Many feeders do not supply all characteristics of a data object. For example, the Allpages list feeder supplies only a small part of the full page info, not including even the page text. For some tasks this is not enough.

Here comes a group of line objects called fetchers. They retrieve more info about a specific object. For example, the Fetcher_Page_Title object will retrieve the page properties, typically including the page text, by the page title. Thus you will be able to make changes in this text, probably with a Worker_EditPage object, and then to submit it to the wiki.

All fetchers files are situated in subdirectories of the directory interfaces/line/fetchers.

All of them have the public property $backup_data_key. If set to a name, the default data block of the processed signals will not be overwritten by the fetched data, but will be preserved under the name set as string to this property.

Wiki fetchers

Situated in the wiki subdirectory in the fetchers directory.

Fetcher_Wiki_Block

Implemented in the file block.php. Fetches an user / IP / IP diapazone block (identified by block ID).

Has the following public properties:

Fetcher_Wiki_Filename

Implemented in the file filename.php. Fetches a File dataobject (identified by file dataobject or array, filename or file page title).

Supports all public properties described in the MediaWiki docs for the imageinfo page property, that the wiki you fetch from supports. (Same for the possible values for the $prop property.)

In addition, supports the following public properties:

  • $fetch_body - if set to true, will fetch also the file body. Default: false.
  • $body_file - if set, will not set the file body (if fetched) as a File dataobject property, but will write it into a file with this pathname, and will set the File dataobject property $body_link to the file pathname. (Since this file will be expected to be temporary, given that new ones will keep coming, the File dataobject property $body_link_is_tempfile will also be set to true.)

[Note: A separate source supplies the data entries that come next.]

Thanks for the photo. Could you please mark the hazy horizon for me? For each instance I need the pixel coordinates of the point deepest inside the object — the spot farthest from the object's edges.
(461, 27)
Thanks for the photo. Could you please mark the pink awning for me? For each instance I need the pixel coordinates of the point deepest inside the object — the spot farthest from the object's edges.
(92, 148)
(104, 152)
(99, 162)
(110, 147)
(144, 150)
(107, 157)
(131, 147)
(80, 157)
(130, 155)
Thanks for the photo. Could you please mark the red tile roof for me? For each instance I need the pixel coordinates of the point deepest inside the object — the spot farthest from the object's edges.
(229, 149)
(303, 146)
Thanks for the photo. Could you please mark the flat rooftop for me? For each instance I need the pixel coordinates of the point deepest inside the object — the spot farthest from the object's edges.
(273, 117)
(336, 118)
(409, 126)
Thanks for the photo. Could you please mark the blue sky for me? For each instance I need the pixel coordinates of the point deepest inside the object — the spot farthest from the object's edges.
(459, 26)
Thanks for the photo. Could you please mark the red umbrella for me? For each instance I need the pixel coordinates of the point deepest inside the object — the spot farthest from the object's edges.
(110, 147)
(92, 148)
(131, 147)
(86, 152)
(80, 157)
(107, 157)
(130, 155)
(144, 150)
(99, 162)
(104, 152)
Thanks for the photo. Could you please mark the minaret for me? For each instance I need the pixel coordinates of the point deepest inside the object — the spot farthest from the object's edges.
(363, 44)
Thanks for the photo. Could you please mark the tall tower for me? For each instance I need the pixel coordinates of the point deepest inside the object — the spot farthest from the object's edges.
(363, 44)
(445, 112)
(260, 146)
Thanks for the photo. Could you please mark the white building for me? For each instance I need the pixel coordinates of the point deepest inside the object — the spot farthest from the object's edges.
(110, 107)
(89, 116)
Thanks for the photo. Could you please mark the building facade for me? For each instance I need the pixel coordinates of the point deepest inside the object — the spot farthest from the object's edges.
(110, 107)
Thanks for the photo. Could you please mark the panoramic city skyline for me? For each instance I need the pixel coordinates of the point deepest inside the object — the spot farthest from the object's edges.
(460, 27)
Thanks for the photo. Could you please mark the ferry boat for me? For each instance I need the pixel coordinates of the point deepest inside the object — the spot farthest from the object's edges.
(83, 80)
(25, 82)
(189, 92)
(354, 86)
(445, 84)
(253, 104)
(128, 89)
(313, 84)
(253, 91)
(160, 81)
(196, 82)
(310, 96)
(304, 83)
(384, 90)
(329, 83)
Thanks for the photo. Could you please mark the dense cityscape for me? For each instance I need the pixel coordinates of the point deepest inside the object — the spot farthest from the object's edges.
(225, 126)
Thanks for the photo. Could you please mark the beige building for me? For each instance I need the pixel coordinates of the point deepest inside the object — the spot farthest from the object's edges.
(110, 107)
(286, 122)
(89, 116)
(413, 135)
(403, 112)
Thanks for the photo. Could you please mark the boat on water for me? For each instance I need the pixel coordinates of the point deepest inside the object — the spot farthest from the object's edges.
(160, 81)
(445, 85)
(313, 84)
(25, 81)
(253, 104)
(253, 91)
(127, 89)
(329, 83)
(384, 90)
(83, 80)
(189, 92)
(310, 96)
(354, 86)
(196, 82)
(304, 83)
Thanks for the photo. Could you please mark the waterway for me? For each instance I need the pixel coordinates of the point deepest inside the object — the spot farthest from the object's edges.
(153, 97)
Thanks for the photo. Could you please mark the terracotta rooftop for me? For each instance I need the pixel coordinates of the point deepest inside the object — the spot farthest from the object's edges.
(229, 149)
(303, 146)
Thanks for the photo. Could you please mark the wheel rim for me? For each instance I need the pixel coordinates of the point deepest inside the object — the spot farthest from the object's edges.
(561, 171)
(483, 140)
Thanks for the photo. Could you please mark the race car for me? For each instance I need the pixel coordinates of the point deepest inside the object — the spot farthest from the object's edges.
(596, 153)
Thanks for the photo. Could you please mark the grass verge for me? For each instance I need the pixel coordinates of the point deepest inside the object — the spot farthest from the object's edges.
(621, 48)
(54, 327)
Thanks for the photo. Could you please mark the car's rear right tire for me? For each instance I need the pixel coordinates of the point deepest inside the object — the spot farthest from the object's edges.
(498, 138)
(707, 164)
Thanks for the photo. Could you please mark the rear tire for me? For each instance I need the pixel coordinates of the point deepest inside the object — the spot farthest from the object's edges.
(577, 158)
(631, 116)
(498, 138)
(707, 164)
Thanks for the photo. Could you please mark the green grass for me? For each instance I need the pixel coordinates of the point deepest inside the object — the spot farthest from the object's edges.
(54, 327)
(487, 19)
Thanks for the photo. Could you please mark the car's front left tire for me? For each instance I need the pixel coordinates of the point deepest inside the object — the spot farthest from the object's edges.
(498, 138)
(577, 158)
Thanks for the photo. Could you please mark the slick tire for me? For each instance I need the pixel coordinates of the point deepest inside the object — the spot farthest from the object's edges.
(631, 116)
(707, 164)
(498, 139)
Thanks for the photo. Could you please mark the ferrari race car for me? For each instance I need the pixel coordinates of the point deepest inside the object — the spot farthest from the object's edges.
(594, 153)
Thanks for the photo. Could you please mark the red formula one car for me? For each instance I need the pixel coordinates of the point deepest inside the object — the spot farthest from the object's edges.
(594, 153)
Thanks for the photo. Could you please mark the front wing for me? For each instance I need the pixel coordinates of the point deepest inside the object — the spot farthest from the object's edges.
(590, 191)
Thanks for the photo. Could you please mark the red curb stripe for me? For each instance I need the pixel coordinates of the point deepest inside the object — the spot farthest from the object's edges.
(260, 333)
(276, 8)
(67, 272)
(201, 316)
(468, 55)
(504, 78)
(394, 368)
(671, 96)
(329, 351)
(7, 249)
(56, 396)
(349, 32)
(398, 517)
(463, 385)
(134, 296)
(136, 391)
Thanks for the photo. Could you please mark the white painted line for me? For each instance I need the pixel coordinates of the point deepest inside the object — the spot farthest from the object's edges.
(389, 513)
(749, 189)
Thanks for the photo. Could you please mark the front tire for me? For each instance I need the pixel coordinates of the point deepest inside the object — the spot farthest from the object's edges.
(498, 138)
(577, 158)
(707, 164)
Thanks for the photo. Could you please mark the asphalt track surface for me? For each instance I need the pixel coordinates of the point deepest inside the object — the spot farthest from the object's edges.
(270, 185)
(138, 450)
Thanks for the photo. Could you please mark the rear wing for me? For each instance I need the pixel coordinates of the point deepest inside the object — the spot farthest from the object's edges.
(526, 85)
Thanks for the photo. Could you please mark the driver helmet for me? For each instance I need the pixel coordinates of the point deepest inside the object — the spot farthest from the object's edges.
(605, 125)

Fetcher_Wiki_Filename_Body

Implemented in the file filename_body.php. Similar to the previous, but fetches only the file body. Has only one public property:

  • $body_file - like the same property in the previous fetcher.

Fetcher_Wiki_Page

Implemented in the file page.php. Fetches a Page dataobject by a title, pageid or revid (of a revision belonging to this page), in that order, supplied by the data element currently in the signal.

Has the following public properties:

  • $create_missing_pages - if false (default), will fail on attempting to fetch a non-existing page; if true, will create an empty page dataobject for it.

Fetcher_Wiki_Pageid

Implemented in the file pageid.php. Fetches a Page dataobject by a pageid, supplied by the data element currently in the signal.

Has the same public properties as Fetcher_Wiki_Page.

Fetcher_Wiki_Revid

Implemented in the file revid.php. Fetches a Page dataobject by a revid (of a revision belonging to this page), supplied by the data element currently in the signal.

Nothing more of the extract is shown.